De acordo com o estudo, há uma perfeita harmonia entre as normas trabalhistas brasileiras e a legislação internacional do trabalho. “Mas é interessante perceber que a legislação internacional, ao longo do tempo, modificou seus padrões. Se inicialmente as leis estabeleciam a ideia de combate ao ‘trabalho escravo’, com o tempo elas passam a definir quais práticas instigam o trabalho decente. Ou seja, passam de uma linha de pensamento negativo e proibitivo do ‘trabalho escravo’ para um lado mais positivo, do que pode ser feito para que haja um trabalho digno e decente.”

Segundo a pesquisadora, o crime está definido no artigo 149 pelos seguintes elementos: reduzir alguém à condição análoga a de escravo; trabalho forçado, jornada exaustiva, submeter alguém a condições degradantes de trabalho e servidão por dívida. Estes itens ainda permanecem sem regulamentação específica, o que dificulta a fixação de critérios objetivos para os julgadores.

Artigo 149
Uma das maiores dificuldades é a questão da expressão “condições análogas”. A advogada reflete sobre o que significa este termo e até que ponto a palavra analogia pode ser usada para ampliar o conceito de trabalho forçado. “A escravidão em que a pessoa era tratada como uma mercadoria, inclusive tributável, acabou definitivamente com a Lei Áurea. Não há, portanto, mais o que se falar sobre trabalho ‘escravo’ nem como utilizá-lo como parâmetro para definir trabalho forçado”. Para a pesquisadora, o que existe hoje são resquícios, desdobramentos do trabalho escravo que podem ser vistos sob a forma do tráfico de pessoas e a submissão do outro ao trabalho forçado.

A advogada questiona também o que deve ser considerado como jornada exaustiva de trabalho.
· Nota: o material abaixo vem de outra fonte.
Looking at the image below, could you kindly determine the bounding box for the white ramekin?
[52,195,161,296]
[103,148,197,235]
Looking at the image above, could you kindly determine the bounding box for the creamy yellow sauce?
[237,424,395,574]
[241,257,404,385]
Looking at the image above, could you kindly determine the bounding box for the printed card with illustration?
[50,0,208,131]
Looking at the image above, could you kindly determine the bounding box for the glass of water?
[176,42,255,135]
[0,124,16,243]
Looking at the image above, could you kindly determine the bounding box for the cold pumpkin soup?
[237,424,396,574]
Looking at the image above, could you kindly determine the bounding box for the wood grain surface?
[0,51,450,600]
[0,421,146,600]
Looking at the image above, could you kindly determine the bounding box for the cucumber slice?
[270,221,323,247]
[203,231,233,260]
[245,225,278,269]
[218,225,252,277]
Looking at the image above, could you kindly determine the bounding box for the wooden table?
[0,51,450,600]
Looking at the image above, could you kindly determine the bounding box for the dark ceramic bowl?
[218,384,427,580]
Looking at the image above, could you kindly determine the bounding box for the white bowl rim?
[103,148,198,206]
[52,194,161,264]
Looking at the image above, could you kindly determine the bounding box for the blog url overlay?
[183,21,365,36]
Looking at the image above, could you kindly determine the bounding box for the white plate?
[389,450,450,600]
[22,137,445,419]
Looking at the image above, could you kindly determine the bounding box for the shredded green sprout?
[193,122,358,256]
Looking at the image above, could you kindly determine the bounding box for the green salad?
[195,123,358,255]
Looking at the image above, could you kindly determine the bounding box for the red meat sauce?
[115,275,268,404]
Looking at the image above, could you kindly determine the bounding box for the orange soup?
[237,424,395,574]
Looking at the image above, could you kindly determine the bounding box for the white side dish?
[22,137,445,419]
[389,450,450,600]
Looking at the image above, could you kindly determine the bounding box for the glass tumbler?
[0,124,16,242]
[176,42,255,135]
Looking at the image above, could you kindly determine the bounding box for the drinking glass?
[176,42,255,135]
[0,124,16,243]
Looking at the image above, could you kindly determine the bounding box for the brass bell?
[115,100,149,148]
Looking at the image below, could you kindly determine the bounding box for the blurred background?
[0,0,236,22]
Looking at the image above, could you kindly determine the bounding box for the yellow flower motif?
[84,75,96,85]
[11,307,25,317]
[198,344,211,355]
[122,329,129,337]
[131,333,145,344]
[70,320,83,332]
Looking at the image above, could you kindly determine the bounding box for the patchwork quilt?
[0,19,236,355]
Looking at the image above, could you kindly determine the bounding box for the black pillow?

Ela explica que a Constituição prevê que a jornada deve ser de 8 horas, mas há a possibilidade de que esta se estenda legalmente por mais 2 (hora extra). Já a CLT traz jornadas diferenciadas para diferentes categorias como a dos médicos e radiologistas (4 horas) ou de músicos e jornalistas (5 horas). Além disso, segundo o que a pesquisadora pode apurar na doutrina (estudo aprofundado das principais normas e princípios do Direito) , as várias definições de jornada de trabalho são aquelas que levam o trabalhador à exaustão, que não o permitem realizar outra atividade.

“Entretanto, não há uma determinação legal mais específica no caso do trabalho forçado e os parâmetros da doutrina são muito subjetivos para que um juiz tome uma decisão mais acertada, podendo ser levado a diversas interpretações”, diz. Para a pesquisadora, seria muito mais interessante que a própria lei trouxesse uma definição mais precisa. “Jornada exaustiva de trabalho corresponde àquela que extrapole a 15 horas de trabalho contínuo por dia. Talvez não seja tão justo ou certo devido à diversidade de realidades no Brasil, mas pelo menos haveria um parâmetro que o julgador pudesse ter como base para tomar suas decisões.”

Outra questão é a restrição da liberdade do trabalhador por qualquer meio. “Devem ser levados em consideração a coação, os maus tratos, a limitação do lugar onde há a prestação do serviço, além de outros fatores, pois a prática do trabalho forçado no interior do Pará, em canaviais ou com bolivianos em São Paulo envolve situações diferentes entre si”, aponta Luma. “Devido a essa diversidade, é necessário uma melhor definição legal sobre o que deve ser verdadeiramente considerado trabalho forçado, o que ainda não ocorre”, completa.

A advogada alerta para a existência “de uma zona cinzenta em relação ao trabalho forçado nas esferas penal e trabalhista e da necessidade de se firmar critérios legais que diferenciem uma irregularidade às normas trabalhistas de uma infração penal”. A dissertação de mestrado tem como título Sistema de proteção dos direitos humanos e trabalho forçado: o Brasil e a Organização Internacional do Trabalho, foi orientada pela professora Walküre Lopes Ribeiro da Silva.